Walaupun efek yang dihasilkan belum jelas pada durasi rawat inap, tidak terdapat risiko yang signifikan karena tidak melakukan tindakan invasif. Tidak terdapat bukti yang merekomendasikan menggunakan satu modalitas kognitif-perilaku diatas modalitas yang lain. Diantara semua modalitas, tidak dapat ditentukan terapi mana yang paling efektif, dan tidak dapat ditentukan apakah lebih baik diberikan sebelum operasi atau setelah operasi (Chous dkk, 2016).
Penggunaannya sebagai bagian dari pendekatan terapi multimodal pada orang dewasa dapat dipertimbangkan dalam pemberian terapi adjuvant. Tidak terdapat cukup bukti untuk merekomendasikan maupun menentang modalitas kognitif-perilaku pada anak-anak. Dokter perlu mendiskusikan penggunaan dengan pasien besera keluarga dalam mempertimbangkan penggunaan modalitas kognitif-perilaku sebagai bagian dari rencana manajemen perioperative secara keseluruhan (Chous dkk, 2016).
c. Modalitas Anestesi Regional (Neuraxial)
Anestesi lokal (dengan atau tanpa opioid) untuk analgesia epidural dan analgesia spinal (opioid intratekal) pada dewasa dan anak-anak dapat memberikan hasil skor nyeri postoperatif yang lebih rendah dan penurunan penggunaan analgesik jika dibandingkan dengan injeksi plasebo atau analgesik opioid sistemik pada pasien yang menjalani berbagai operasi.

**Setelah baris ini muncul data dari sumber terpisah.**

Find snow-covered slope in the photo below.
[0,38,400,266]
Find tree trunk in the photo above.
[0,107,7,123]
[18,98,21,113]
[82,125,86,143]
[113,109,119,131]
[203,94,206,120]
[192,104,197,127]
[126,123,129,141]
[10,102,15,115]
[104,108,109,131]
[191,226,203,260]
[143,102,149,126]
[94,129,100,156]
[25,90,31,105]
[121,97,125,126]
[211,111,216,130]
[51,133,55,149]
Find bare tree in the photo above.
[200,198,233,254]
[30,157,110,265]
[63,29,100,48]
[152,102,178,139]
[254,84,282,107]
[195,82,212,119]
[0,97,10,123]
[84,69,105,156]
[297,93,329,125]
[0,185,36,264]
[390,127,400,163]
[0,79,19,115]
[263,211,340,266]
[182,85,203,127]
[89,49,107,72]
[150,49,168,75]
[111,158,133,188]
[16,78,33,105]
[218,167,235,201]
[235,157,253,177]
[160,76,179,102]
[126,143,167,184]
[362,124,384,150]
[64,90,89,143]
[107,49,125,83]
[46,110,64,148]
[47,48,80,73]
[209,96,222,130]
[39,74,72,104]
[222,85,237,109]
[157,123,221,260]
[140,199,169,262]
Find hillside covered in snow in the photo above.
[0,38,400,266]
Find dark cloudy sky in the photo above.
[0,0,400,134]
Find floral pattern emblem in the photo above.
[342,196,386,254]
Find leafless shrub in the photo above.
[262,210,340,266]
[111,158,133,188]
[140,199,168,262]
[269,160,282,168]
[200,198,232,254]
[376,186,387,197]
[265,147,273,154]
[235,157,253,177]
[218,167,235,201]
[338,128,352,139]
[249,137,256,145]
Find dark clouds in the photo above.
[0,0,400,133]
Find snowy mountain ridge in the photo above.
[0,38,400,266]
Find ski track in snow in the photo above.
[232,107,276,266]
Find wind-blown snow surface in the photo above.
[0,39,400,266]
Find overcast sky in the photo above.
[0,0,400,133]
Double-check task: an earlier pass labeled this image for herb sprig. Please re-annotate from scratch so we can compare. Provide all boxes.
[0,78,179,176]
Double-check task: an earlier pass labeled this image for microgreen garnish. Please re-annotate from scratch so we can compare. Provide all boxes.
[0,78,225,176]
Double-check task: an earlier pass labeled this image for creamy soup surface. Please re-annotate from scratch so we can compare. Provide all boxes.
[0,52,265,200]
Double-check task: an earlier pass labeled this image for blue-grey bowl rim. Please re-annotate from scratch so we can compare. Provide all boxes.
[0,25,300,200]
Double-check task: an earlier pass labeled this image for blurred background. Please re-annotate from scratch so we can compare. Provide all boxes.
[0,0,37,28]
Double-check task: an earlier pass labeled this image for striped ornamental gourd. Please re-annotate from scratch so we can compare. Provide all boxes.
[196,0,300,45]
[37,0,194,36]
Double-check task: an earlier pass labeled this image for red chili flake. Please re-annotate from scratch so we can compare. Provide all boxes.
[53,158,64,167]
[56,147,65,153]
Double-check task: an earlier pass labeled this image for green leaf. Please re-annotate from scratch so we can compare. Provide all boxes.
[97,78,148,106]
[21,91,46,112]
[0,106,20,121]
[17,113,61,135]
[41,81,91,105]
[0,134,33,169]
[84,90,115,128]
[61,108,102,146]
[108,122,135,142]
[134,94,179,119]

Analgesia epidural dan spinal dapat memberi hasil penurunan risiko mortalitas paska operasi, tromboemboli vena, infark miokard, pneumonia, depresi pernapasan, dan penurunan durasi ileus dibandingkan analgesia sistemik (Chous dkk, 2016).
Penggunaan analgesia epidural atau spinal untuk manajemen nyeri pasca operasi dapat dipertimbangkan pada pasien-pasien yang menjalani prosedur pembedahan toraks dan abdomen utama, operasi sesar, operasi pinggul dan operasi ekstremitas bawah. Teknik ini juga dipertimbangkan pada pasien yang beresiko seperti penyakit jantung, komplikasi paru, ataupun ileus yang berkepanjangan.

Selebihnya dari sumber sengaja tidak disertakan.